Sono state ospiti a Washington di Patricia Smith Melton, una donna che dopo
l'11 settembre ha cercato la risposta a questa domanda: Cos'e' la pace, e
come le donne possono essere sostenute per crearla?
In pochi giorni, sette donne che non avevano mai sentito parlare di lei
hanno risposto "si'" al suo invito ed il loro fine settimana di dialogo,
registrato, ha prodotto 600 pagine di trascrizioni.
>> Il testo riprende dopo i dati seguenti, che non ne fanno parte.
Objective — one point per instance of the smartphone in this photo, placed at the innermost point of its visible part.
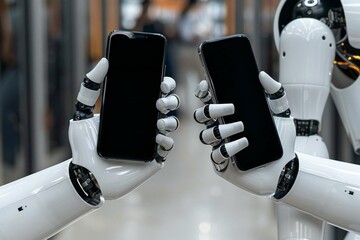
(231, 70)
(128, 114)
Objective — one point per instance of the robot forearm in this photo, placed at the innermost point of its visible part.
(41, 204)
(326, 189)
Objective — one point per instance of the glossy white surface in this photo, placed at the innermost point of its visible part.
(346, 101)
(186, 200)
(327, 189)
(307, 50)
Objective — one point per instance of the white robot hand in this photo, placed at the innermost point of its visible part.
(115, 178)
(262, 180)
(60, 195)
Queste sette donne hanno una considerevole esperienza nel lavoro di
costruzione della pace e venivano da cinque differenti parti del mondo: la
dottoressa Azizah Y al-Hibri, musulmana statunitense insegnante di diritto;
Isabel Allende, scrittrice latinoamericana; la dottoressa Hanan Ashrawi,
portavoce del popolo palestinese; Fatima Gailani, afgana, musulmana sunnita,
membro del parlamento afgano (Loya Jirga); Barbara Marx Hubbard, scrittrice
e direttrice di una fondazione per la pace; Alma Jadallah, musulmana
palestinese-americana, facilitatrice nella risoluzione dei conflitti; Susan
Collins Marks, sudafricana, facilitatrice per l'Accordo di pace in
Sudafrica.
Dalle loro conversazioni, le donne hanno concluso che le qualita' che
caratterizzano la pace sono le stesse che caratterizzano le condizioni
necessarie per raggiungerla: riconoscimento della comune umanita';
comunicazione aperta ed ascolto ricettivo; il nutrire, l'interezza e la
guarigione; la giustizia riparatrice che si basa sulla mediazione e sullo
sviluppo di responsabilita' anziche' sulla punizione, che causa altra
sofferenza e umiliazione; democrazia diretta; creativita'; eguaglianza di
diritti.
*
Cio' che e' emerso da questo cerchio di donne e' la fondazione di "Peace x
Peace", un'organizzazione che ha prodotto un documentario sui "cerchi di
donne" che lavorano per la pace in ogni parte del mondo. Il filmato si
chiama "Peace x Peace: costruendo Adalah".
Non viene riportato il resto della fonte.